Dieter Seghers war äußerst zugeknöpft, fast überheblich, und Toppe hatte einige Mühe, mehr als zwei zusammenhängende Sätze aus ihm herauszubekommen. Der Mann versuchte erst gar nicht zu verheimlichen, dass er eine Abneigung gegen ‹Bullen› hatte. Er war der Dritte der Leute aus dem Krankenhaus, den sie jetzt vernahmen, Breitenegger, Astrid und er. Fünf weitere warteten noch draußen auf dem Flur, und Toppe merkte, wie er langsam immer gereizter wurde.

«Sie hatten also ein Verhältnis mit Frau Bruikelaer?»

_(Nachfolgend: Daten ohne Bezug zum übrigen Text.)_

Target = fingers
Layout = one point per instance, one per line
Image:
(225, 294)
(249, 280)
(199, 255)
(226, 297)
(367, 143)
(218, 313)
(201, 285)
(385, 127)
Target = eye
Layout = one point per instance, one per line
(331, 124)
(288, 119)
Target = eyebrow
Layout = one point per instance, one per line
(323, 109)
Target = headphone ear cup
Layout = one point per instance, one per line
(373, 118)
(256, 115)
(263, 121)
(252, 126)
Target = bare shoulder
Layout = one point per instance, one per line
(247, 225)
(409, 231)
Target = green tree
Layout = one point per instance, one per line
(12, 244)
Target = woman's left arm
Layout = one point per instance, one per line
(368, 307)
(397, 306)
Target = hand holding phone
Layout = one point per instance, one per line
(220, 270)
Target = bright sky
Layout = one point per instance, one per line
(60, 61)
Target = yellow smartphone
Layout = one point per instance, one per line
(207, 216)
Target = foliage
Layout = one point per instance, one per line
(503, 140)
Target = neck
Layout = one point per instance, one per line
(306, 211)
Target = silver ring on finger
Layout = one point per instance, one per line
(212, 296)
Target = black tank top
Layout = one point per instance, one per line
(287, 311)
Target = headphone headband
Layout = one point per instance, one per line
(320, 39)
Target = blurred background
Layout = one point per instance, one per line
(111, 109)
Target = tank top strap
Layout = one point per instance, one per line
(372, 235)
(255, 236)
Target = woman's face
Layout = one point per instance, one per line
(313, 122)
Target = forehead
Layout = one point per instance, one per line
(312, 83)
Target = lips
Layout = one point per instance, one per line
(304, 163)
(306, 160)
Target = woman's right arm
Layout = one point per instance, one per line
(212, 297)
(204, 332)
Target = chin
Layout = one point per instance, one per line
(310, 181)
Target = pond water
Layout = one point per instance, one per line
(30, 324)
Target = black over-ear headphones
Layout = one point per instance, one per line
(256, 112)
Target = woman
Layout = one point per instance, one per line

«Verhältnis?» Seghers lachte. «Ja, wenn Sie das so nennen wollen.»

Das Telefon klingelte, und Toppe nahm ärgerlich den Hörer ab.

«Toppe.»

Wagner von der Zentrale war am Apparat.

«Es gibt mal wieder Arbeit, Herr Toppe. Eine männliche Leiche in der Schwanenstraße. Die Kollegen von der Schutzpolizei warten auf Sie.»

«Danke.» Toppe stöhnte.

«Ich muss weg», wandte er sich an Breitenegger. «Machst du mit Astrid hier weiter?»

Dieter Seghers saß breitbeinig auf dem Stuhl und sah gelangweilt zum Fenster hinaus.

Breitenegger richtete sich aus seiner bequemen Sitzhaltung auf und nickte Toppe beruhigend zu.

«Und wie komme ich jetzt an den ED?», fragte Toppe. «Berns und van Gemmern sind doch beide in Emmerich.»

«Nein, das kann nicht sein», antwortete Breitenegger. «Van Gemmern ist vorhin allein weggefahren. Das hab ich gesehen.»

«Wie, allein? Berns war nicht dabei?» Toppe schnappte hörbar nach Luft. «Wo tagt dieser Festausschuss?»

«Festausschuss? Welcher Festausschuss?»

Aber Toppe winkte ab und hatte den Telefonhörer schon in der Hand.

Es dauerte fast zehn Minuten, bis er Berns endlich am Apparat hatte.

«Männliche Leiche in der Schwanenstraße», sagte er knapp. «Bitte kommen Sie sofort hin.»

«Nee, also, Toppe, das geht jetzt auf gar keinen Fall. Wir sind mitten in der Planung. Da kann doch mal van Gemmern …»

«In spätestens fünfzehn Minuten sind Sie in der Schwanenstraße», sagte Toppe sehr langsam und deutlich und legte den Hörer auf.


Wo, zum Teufel, war die Schwanenstraße? Jetzt wohnte er schon jahrelang in dieser Stadt, und noch immer schien es Dutzende von Straßen zu geben, von denen er noch nie etwas gehört hatte.

Toppe angelte seinen Stadtplan aus dem Handschuhfach und fand die Straße schließlich mitten in der Innenstadt.

Und wieder wollte sein Auto nicht anspringen. «Komm, sei brav, spring an», bettelte er, und dann: «Gottverdammte Kiste!»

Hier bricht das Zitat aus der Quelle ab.